[bugfix](CP,MLA) fix wrong slot_mapping of decode for mixed p/d batch (#6344)

### What this PR does / why we need it? PR #5672 attempted to remove the -1 padding for duplicate tokens in the decode slot_mapping when adapting PCP for MLAPO, and adopted a simpler slicing approach. However, in the single-ops logic and mixed PD batches, the decode slot_mapping did not eliminate the -1 and also shared the slicing method, resulting in incorrect slot_mapping.

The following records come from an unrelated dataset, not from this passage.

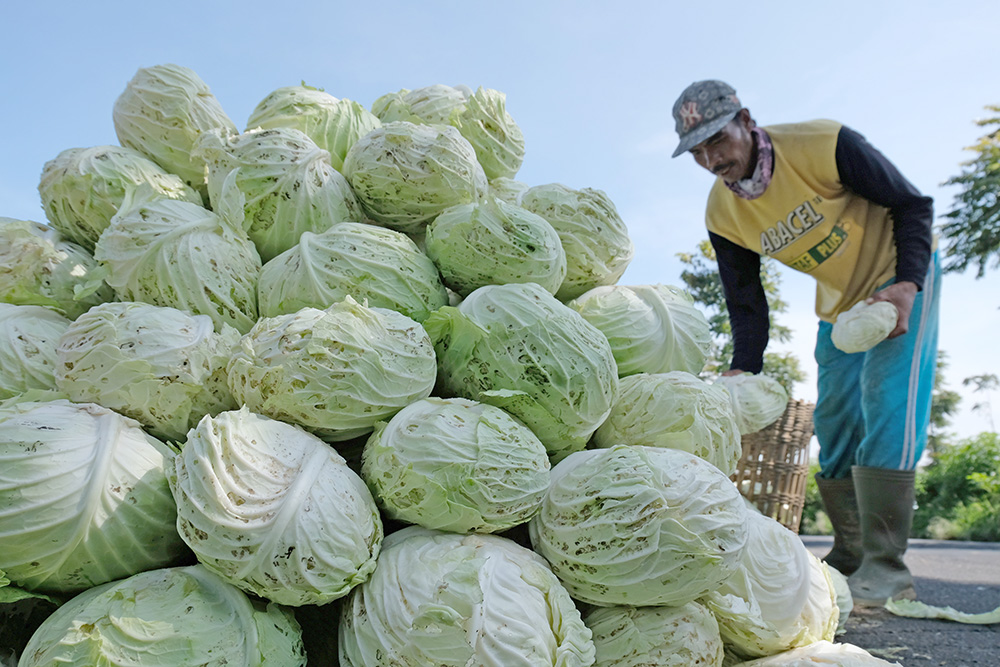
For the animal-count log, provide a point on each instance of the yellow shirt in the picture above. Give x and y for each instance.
(807, 220)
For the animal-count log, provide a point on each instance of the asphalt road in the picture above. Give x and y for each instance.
(962, 575)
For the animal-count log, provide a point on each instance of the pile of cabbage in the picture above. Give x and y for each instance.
(339, 388)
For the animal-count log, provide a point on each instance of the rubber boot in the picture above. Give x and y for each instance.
(841, 506)
(885, 508)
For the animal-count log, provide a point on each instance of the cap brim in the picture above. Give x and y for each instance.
(698, 135)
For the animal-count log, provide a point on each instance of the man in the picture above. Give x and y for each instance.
(819, 198)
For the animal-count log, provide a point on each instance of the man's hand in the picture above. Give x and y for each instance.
(901, 295)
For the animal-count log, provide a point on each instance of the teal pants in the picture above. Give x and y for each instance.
(873, 408)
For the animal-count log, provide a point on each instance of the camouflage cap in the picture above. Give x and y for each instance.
(703, 109)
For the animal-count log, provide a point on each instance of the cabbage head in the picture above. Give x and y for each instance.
(372, 264)
(160, 366)
(28, 339)
(494, 243)
(336, 371)
(286, 181)
(457, 465)
(497, 139)
(640, 526)
(405, 174)
(863, 326)
(518, 348)
(651, 328)
(334, 124)
(83, 497)
(274, 510)
(432, 105)
(162, 113)
(177, 254)
(83, 188)
(454, 600)
(165, 618)
(679, 636)
(507, 189)
(675, 410)
(598, 248)
(39, 268)
(758, 400)
(821, 653)
(764, 608)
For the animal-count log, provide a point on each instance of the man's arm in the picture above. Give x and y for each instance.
(869, 174)
(739, 270)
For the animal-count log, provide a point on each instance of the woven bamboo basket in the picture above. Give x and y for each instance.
(775, 464)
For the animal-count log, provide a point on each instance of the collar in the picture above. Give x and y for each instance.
(754, 186)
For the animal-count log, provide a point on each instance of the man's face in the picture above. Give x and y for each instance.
(729, 152)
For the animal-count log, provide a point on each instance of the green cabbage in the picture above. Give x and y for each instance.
(651, 328)
(679, 636)
(382, 267)
(39, 268)
(507, 189)
(274, 510)
(455, 464)
(334, 124)
(83, 497)
(640, 526)
(405, 174)
(162, 113)
(287, 183)
(495, 243)
(336, 371)
(821, 653)
(165, 618)
(518, 348)
(28, 339)
(160, 366)
(675, 410)
(496, 138)
(598, 248)
(863, 326)
(455, 600)
(177, 254)
(433, 105)
(770, 604)
(83, 188)
(758, 400)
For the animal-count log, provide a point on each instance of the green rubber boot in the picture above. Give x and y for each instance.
(885, 509)
(841, 506)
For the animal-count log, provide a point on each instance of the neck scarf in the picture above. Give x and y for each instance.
(753, 187)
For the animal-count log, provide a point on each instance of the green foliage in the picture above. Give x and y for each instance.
(972, 232)
(958, 495)
(702, 281)
(944, 403)
(814, 519)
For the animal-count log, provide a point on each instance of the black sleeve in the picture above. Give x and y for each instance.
(869, 174)
(739, 270)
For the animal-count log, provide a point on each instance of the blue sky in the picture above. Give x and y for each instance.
(590, 83)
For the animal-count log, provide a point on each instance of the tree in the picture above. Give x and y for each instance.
(944, 403)
(985, 383)
(703, 283)
(972, 232)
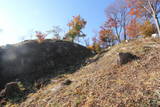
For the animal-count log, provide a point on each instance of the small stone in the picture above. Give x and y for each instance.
(66, 82)
(11, 89)
(124, 58)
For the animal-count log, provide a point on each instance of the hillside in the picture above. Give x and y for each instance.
(104, 83)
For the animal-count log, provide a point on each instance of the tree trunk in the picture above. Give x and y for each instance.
(157, 24)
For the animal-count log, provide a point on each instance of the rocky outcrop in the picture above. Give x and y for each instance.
(124, 58)
(30, 60)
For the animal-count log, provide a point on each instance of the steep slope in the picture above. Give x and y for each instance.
(30, 60)
(103, 83)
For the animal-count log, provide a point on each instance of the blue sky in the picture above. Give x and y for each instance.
(18, 18)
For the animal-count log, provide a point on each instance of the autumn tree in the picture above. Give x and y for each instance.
(41, 36)
(147, 29)
(143, 7)
(117, 18)
(133, 28)
(55, 32)
(75, 28)
(106, 37)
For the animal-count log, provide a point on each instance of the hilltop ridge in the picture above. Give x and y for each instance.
(104, 83)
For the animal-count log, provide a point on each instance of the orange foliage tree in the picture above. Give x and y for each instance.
(117, 18)
(147, 29)
(75, 28)
(106, 37)
(133, 28)
(140, 8)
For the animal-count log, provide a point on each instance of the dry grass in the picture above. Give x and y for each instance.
(104, 84)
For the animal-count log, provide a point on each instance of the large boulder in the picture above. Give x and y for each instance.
(30, 60)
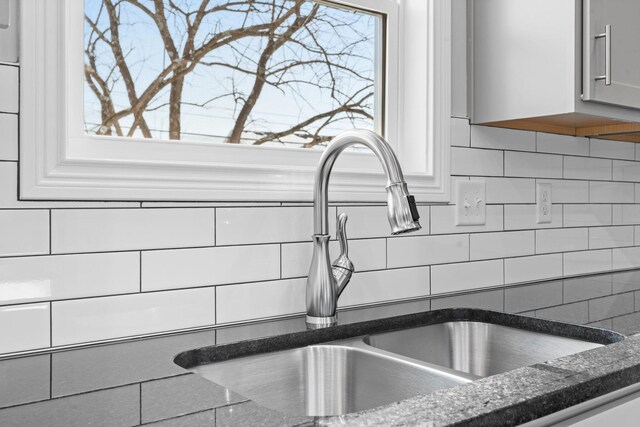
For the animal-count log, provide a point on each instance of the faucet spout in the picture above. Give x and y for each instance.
(325, 283)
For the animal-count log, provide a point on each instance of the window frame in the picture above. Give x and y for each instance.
(58, 161)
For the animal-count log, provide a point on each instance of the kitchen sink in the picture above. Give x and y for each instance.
(324, 380)
(477, 348)
(354, 367)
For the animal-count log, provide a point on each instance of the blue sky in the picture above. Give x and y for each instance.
(275, 109)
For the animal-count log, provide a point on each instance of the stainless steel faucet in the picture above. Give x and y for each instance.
(326, 282)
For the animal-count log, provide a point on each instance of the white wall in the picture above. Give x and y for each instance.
(73, 272)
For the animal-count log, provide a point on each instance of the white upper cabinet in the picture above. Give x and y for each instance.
(8, 31)
(544, 65)
(611, 49)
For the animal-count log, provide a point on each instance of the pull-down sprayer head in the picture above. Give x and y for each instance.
(401, 209)
(326, 282)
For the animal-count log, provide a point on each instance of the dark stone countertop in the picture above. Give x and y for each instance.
(136, 382)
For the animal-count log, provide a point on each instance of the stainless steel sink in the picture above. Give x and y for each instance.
(477, 348)
(328, 379)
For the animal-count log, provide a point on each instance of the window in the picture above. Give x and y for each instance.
(264, 73)
(229, 100)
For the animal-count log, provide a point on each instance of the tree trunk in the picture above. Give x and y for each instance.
(175, 105)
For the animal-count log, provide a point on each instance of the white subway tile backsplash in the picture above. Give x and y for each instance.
(526, 269)
(8, 89)
(611, 192)
(443, 220)
(386, 285)
(241, 226)
(530, 297)
(522, 217)
(567, 191)
(587, 168)
(460, 132)
(511, 190)
(562, 240)
(611, 149)
(466, 276)
(185, 268)
(96, 230)
(371, 221)
(586, 215)
(562, 144)
(25, 327)
(47, 278)
(502, 245)
(471, 161)
(427, 250)
(367, 254)
(95, 319)
(626, 258)
(532, 165)
(258, 300)
(8, 137)
(626, 214)
(502, 139)
(610, 237)
(24, 232)
(586, 262)
(626, 171)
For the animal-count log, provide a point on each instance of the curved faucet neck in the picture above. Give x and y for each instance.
(370, 139)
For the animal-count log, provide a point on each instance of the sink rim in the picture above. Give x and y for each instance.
(291, 377)
(204, 355)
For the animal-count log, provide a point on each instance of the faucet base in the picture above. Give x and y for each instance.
(321, 322)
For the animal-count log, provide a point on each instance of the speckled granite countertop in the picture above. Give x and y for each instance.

This PR resolves this issue, and the logic will be further consolidated in subsequent refactoring PRs. - vLLM version: v0.14.1 - vLLM main: dc917cceb8 --------- Signed-off-by: QiuChunshuo <qiuchunshuo@huawei.com>
2026-01-29 16:48:37 +08:00
parent 6a7b3bc29c
commit 50e0e87646
2 changed files with 3 additions and 1 deletions
--- a/vllm_ascend/attention/context_parallel/mla_cp.py
+++ b/vllm_ascend/attention/context_parallel/mla_cp.py
@@ -79,7 +79,7 @@ class AscendMlaCPMetadataBuilder(AscendMLAMetadataBuilder):
        fast_build: bool = False,
    ) -> AscendMLAMetadata:
        metadata_cls = super().build(common_prefix_len, common_attn_metadata)
-        if self.num_prefills == 0 and self.pcp_size > 1:
+        if self.pcp_size > 1:
            self.slot_mapping[: self.num_decode_tokens] = self.slot_mapping[
                : self.num_decode_tokens * self.pcp_size : self.pcp_size
            ]